1. Nov.1 Starts the “Good” 6 Months Based on Seasonality.

Market Seasonality Notes:

  • Since October 31st, 2000, the Dow Jones Industrial Average is up over +68.19%. However, the seasonally weak periods during those years are cumulatively down -15.89%, while the seasonally strong periods have produced cumulative gains of 100.25%!
  • During the May to October periods, there are 27 out of 67 years that finished down in this study, while there were only fourteen down years out of the other six months and only three in the last 30 years.
  • There have been only three times when the “good six months” have lost more than -10% (1969, 1973 and 2008), but with respect to the “bad six month” time period there have been eleven losing efforts of -10%, or more.

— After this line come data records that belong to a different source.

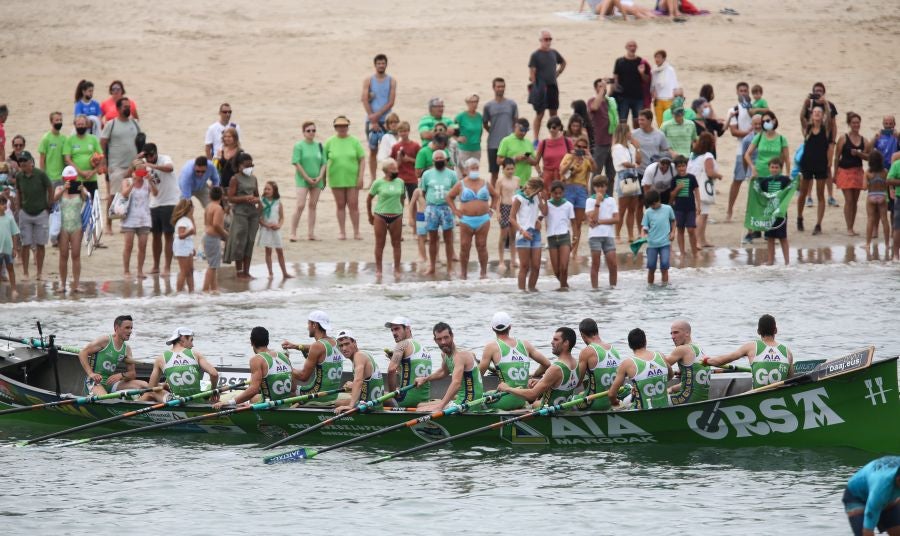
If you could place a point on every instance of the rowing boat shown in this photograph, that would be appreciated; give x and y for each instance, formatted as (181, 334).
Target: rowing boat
(846, 402)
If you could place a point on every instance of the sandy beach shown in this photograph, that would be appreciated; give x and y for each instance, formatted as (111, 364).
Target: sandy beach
(282, 62)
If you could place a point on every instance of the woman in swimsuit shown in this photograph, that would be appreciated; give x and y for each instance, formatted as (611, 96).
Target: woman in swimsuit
(876, 202)
(478, 200)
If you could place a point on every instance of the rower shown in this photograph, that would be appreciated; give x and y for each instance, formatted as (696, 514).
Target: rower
(872, 497)
(558, 384)
(597, 364)
(100, 358)
(324, 362)
(648, 372)
(411, 361)
(694, 386)
(271, 372)
(367, 384)
(181, 368)
(465, 377)
(510, 358)
(770, 361)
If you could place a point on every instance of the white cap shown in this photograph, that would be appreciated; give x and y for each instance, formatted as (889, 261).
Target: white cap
(179, 333)
(320, 318)
(398, 321)
(345, 334)
(500, 321)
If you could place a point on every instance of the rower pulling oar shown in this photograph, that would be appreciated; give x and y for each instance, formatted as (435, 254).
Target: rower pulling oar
(303, 453)
(544, 411)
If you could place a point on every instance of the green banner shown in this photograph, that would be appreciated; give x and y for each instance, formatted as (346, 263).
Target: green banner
(764, 208)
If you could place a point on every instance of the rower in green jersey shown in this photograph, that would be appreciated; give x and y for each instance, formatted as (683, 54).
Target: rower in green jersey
(558, 384)
(770, 362)
(597, 364)
(465, 378)
(695, 377)
(648, 372)
(181, 368)
(410, 361)
(100, 359)
(324, 365)
(510, 358)
(271, 374)
(367, 384)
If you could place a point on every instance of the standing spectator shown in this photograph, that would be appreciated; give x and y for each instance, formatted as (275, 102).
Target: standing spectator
(378, 96)
(663, 83)
(35, 199)
(110, 107)
(470, 124)
(196, 177)
(630, 73)
(344, 156)
(308, 160)
(848, 159)
(86, 105)
(162, 204)
(118, 142)
(51, 150)
(243, 194)
(215, 130)
(515, 146)
(604, 119)
(137, 221)
(499, 117)
(544, 67)
(627, 161)
(817, 98)
(79, 151)
(815, 165)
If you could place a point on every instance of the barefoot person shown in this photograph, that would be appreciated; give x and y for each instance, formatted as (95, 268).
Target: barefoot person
(100, 358)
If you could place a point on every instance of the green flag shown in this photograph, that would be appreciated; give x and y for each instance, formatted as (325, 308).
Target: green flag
(764, 208)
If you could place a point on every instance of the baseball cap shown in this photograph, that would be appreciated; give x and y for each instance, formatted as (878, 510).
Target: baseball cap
(320, 318)
(179, 333)
(500, 321)
(398, 321)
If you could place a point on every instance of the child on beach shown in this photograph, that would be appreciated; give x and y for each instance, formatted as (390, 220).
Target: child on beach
(9, 244)
(214, 234)
(507, 185)
(560, 215)
(183, 245)
(774, 183)
(270, 221)
(658, 227)
(602, 215)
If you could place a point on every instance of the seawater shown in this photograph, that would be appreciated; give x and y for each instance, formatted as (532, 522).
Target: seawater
(187, 484)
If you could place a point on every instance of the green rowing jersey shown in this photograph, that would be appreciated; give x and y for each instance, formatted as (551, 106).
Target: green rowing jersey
(328, 374)
(277, 382)
(770, 364)
(182, 372)
(416, 365)
(471, 387)
(106, 360)
(694, 380)
(650, 380)
(600, 378)
(514, 368)
(566, 388)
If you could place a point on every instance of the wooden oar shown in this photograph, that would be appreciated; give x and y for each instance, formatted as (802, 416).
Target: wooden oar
(362, 406)
(546, 410)
(128, 414)
(83, 400)
(268, 404)
(306, 454)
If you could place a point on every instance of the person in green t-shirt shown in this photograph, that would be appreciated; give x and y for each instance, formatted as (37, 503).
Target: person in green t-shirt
(388, 214)
(515, 146)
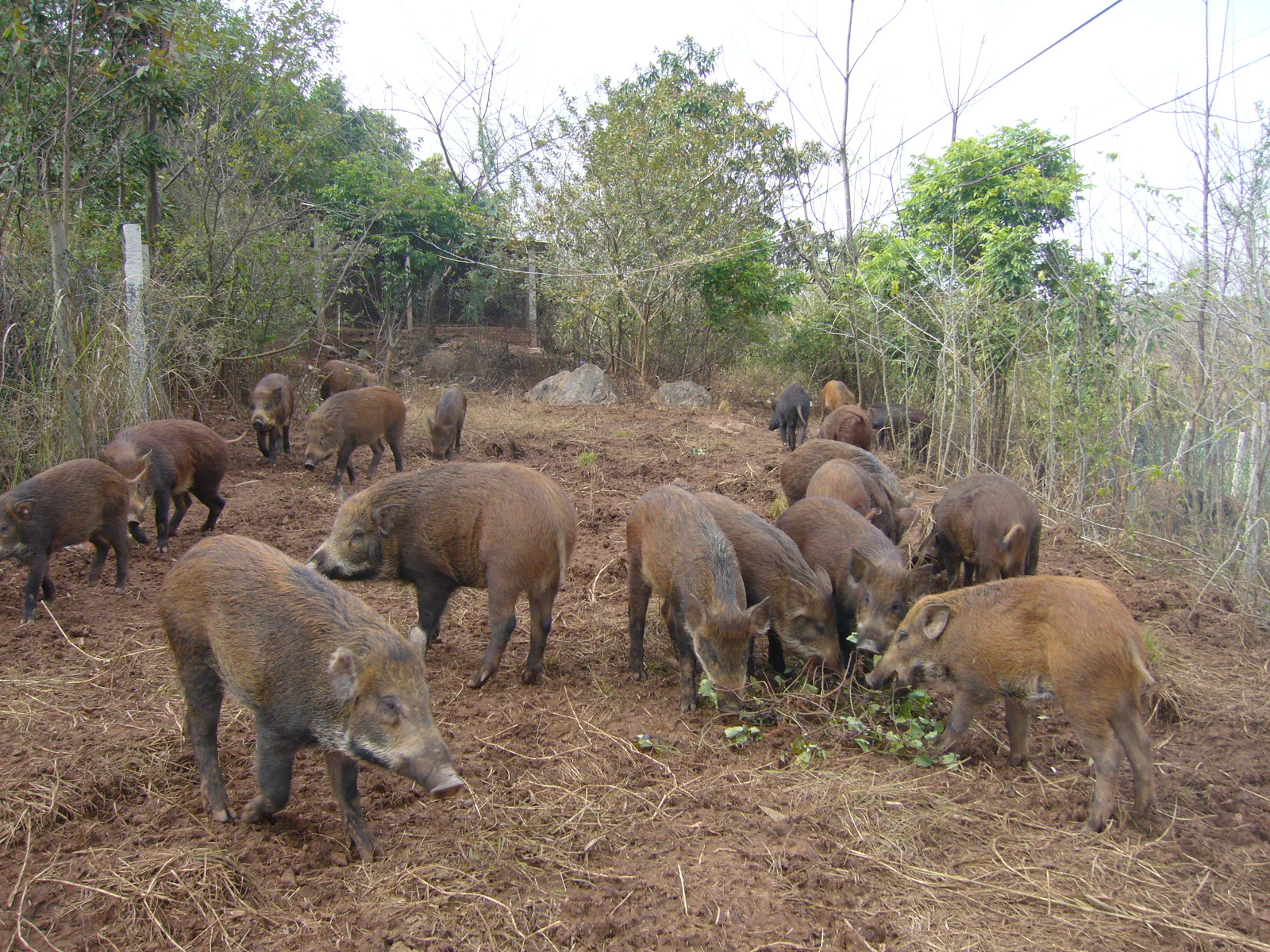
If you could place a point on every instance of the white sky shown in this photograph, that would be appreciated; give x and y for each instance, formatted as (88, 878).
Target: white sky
(1137, 55)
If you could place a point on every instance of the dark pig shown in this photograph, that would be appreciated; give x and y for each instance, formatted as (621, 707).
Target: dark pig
(791, 416)
(850, 484)
(836, 393)
(873, 587)
(489, 526)
(1028, 640)
(177, 460)
(82, 501)
(313, 663)
(899, 422)
(772, 566)
(272, 404)
(849, 424)
(988, 526)
(351, 419)
(338, 376)
(676, 550)
(448, 425)
(800, 465)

  • There have been fourteen instances since 1980 where the “good six months” have posted a double digit return while five of those returned more than 20%.
  • Interestingly enough, following those times when the “bad six months” did produce double digit losses, the “good six month” period afterward lost more than 1% only once (2008) and on four occasions actually posted double-digit positive returns.
  • Beginning in November 2009, the Dow began a streak of four consecutive double-digit efforts during the strong six-month periods, the second longest such streak in history.
  • Again, this study is not the end-all for risk management, but it is very interesting and does expose a bias within the market that many investors are not aware of.